Book review: Susan Cheever takes a sideways look at the American character
A history of drinking in the United States chronicles the swings of the pendulum from abstinence to excess and back again



Alcoholism and sobriety loom large in the work of Susan Cheever, the recovering alcoholic daughter of the great mid-century American writer John Cheever, whose own struggles with alcohol are legendary.
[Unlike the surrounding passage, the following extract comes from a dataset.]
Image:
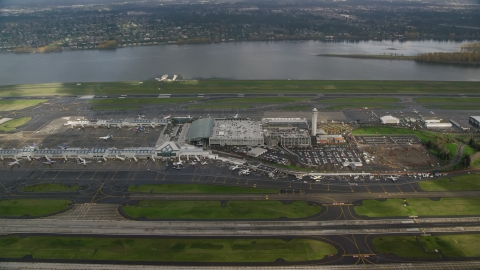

"My father was addicted to alcohol and it showed. I was addicted to everything, and that was much easier to hide," she writes in her new book, Drinking in America. "I haven't had a drink in more than 20 years - 20 years during which I have obsessively studied both alcoholism and temperance and their effects on individuals and cultures." Cheever serves up a sober cocktail of American history, dividing it into "pendulum swings" of overindulgence and abstinence told through stories of its leading teetotallers and drunks.
The Pilgrims, we learn, landed the Mayflower in New England "because they were running out of beer". She describes the Revolutionary War battle at Lexington Green as a "classic encounter between those who drink too much and those who have to deal with them"- that is, the militiamen who'd been boozing for hours and the British soldiers.
In the Civil War chapter she scolds historians for "scant or no mention of the effect drinking had on the troops, the generals or the progress of the war". Joseph McCarthy merits a chapter, in part because he was a drunk, while the material on the JFK assassination focuses on how members of his Secret Service detail were out drinking until the wee hours the night before.